Comment 1 Bjoern A. Zeeb 2018-10-12 21:21:29 UTC

The locking is a lot simpler in legacy IP, so we don't have to apply the changes 1:1 but can get away with a single check.

Comment 2 Bjoern A. Zeeb 2018-10-12 21:34:05 UTC

https://reviews.freebsd.org/D17540



XXX TODO: harmonize IPv6 and IPv4 locking and code flow.

Comment 3 commit-hook 2018-10-12 22:52:25 UTC

A commit references this bug:

Author: bz
Date: Fri Oct 12 22:51:45 UTC 2018
New revision: 339339
URL: https://svnweb.freebsd.org/changeset/base/339339

Log:
  In udp_input() when walking the pcblist we can come across
  an inp marked FREED after the epoch(9) changes.
  Check once we hold the lock and skip the inp if it is the case.

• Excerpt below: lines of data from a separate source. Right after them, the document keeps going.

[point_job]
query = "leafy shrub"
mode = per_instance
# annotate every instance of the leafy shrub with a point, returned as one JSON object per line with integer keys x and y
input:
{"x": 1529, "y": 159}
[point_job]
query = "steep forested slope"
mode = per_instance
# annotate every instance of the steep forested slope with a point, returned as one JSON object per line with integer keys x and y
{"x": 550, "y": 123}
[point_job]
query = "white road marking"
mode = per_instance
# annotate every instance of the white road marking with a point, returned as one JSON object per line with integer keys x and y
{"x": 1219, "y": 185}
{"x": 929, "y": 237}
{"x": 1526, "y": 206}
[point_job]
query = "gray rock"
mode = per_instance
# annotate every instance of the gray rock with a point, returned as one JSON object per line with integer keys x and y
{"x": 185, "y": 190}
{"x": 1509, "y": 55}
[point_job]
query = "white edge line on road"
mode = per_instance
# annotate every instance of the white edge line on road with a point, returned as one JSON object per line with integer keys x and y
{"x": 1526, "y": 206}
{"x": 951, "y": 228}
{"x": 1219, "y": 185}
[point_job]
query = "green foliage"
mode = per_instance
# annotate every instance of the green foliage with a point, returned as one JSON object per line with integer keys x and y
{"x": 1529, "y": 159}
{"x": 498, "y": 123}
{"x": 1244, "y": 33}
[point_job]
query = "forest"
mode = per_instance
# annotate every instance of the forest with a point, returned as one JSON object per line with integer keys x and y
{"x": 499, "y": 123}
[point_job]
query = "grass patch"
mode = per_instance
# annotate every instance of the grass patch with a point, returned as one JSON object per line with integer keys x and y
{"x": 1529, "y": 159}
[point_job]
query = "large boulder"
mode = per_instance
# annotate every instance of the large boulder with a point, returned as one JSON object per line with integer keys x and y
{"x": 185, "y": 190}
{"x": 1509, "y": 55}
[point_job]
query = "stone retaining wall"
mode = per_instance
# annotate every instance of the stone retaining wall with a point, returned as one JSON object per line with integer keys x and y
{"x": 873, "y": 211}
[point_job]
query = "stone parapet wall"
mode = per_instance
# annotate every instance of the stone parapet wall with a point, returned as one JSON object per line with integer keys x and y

  Contrary to IPv6 the locking of the inp is outside the multicast
  section and hence a single check seems to suffice.

  PR:		232192
  Reviewed by:	mmacy, markj
  Approved by:	re (kib)
  Differential Revision:	https://reviews.freebsd.org/D17540

Changes:
  head/sys/netinet/udp_usrreq.c

Comment 4 Andrey V. Elsukov 2021-01-11 11:56:02 UTC

Created attachment 221454 [details]
screenshot from ipmi

Hi Bjoern,

it seems there is still possible NULL pointer dereference panic in the related code. PCB is currently protected by NET_EPOCH section, and we can safely make access to PCB while holding INP_RLOCK().
But access to inp->inp_socket is not safe without the lock. 
I attached screenshot of panic, unfortunately there is no core dump. From the kgdb I obtined the line number, where the panic occured:

 415                         if ((last->inp_socket->so_options &
 416                              (SO_REUSEPORT|SO_REUSEPORT_LB|SO_REUSEADDR)) == 0)
 417                                 break;

Comment 5 Andrey V. Elsukov 2021-01-12 14:41:33 UTC

Created attachment 221493 [details]
proposed patch (untested)

Probably, this patch should fix the problem. I'll test it for some time, then report back.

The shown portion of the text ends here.